You can call ``loss.backward()`` once for the shared loss.
**Note:** Previously, you had to call ``_backward_epilogue`` on each model engine after ``loss.backward()``. However, starting from v0.18.3, DeepSpeed automatically handles this internally, so you no longer need to call ``_backward_epilogue`` manually.
Automatic Tensor Parallel Training
----------------------------------
DeepSpeed supports **Automatic Tensor Parallel (AutoTP) training** for sharding
model weights across GPUs while remaining compatible with ZeRO and standard
training workflows. This training API is different from the inference-only
tensor parallel API exposed by ``deepspeed.init_inference``.
Tensor parallelism (TP) splits the computations and parameters of large layers
across multiple GPUs so each rank holds only a shard of the weight matrix. This
is an efficient way to train large-scale transformer models by reducing per-GPU
memory pressure while keeping the layer math distributed across the TP group.

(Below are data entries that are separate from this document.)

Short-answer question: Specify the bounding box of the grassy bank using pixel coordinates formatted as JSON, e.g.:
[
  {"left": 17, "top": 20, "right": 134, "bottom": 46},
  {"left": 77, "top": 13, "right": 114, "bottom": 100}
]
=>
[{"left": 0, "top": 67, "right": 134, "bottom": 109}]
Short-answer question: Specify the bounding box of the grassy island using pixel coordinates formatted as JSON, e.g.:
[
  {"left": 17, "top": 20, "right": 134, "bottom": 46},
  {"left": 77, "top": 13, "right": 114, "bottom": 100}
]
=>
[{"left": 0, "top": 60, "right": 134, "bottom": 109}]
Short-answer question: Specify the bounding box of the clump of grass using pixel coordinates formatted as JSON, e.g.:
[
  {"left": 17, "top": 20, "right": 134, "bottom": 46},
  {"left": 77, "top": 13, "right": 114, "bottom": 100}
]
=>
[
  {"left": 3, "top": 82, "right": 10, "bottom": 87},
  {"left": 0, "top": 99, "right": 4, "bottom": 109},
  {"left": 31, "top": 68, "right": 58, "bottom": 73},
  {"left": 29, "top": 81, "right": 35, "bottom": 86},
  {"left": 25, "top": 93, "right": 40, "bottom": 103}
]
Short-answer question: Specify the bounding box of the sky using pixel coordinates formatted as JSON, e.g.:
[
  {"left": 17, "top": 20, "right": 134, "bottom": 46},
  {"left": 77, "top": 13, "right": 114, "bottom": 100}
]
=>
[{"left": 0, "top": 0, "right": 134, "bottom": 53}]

AutoTP training is enabled by setting ``tensor_parallel`` in the DeepSpeed
config and passing it to ``deepspeed.initialize``. DeepSpeed applies AutoTP
sharding during engine initialization; calling ``deepspeed.tp_model_init``, which we previously used to initialize AutoTP, is now optional.
See :ref:`autotp-training-init-details` for more details.
.. code-block:: python
import deepspeed
ds_config = {
"train_micro_batch_size_per_gpu": 1,
"zero_optimization": {"stage": 2},
"tensor_parallel": {"autotp_size": 4},
}
engine, optimizer, _, _ = deepspeed.initialize(
model=model,
optimizer=optimizer,
config=ds_config,
mpu=mpu, # optional: TP/DP process groups
)
.. note::
AutoTP training supports ZeRO stages 0, 1, and 2. ZeRO Stage 3 is not supported.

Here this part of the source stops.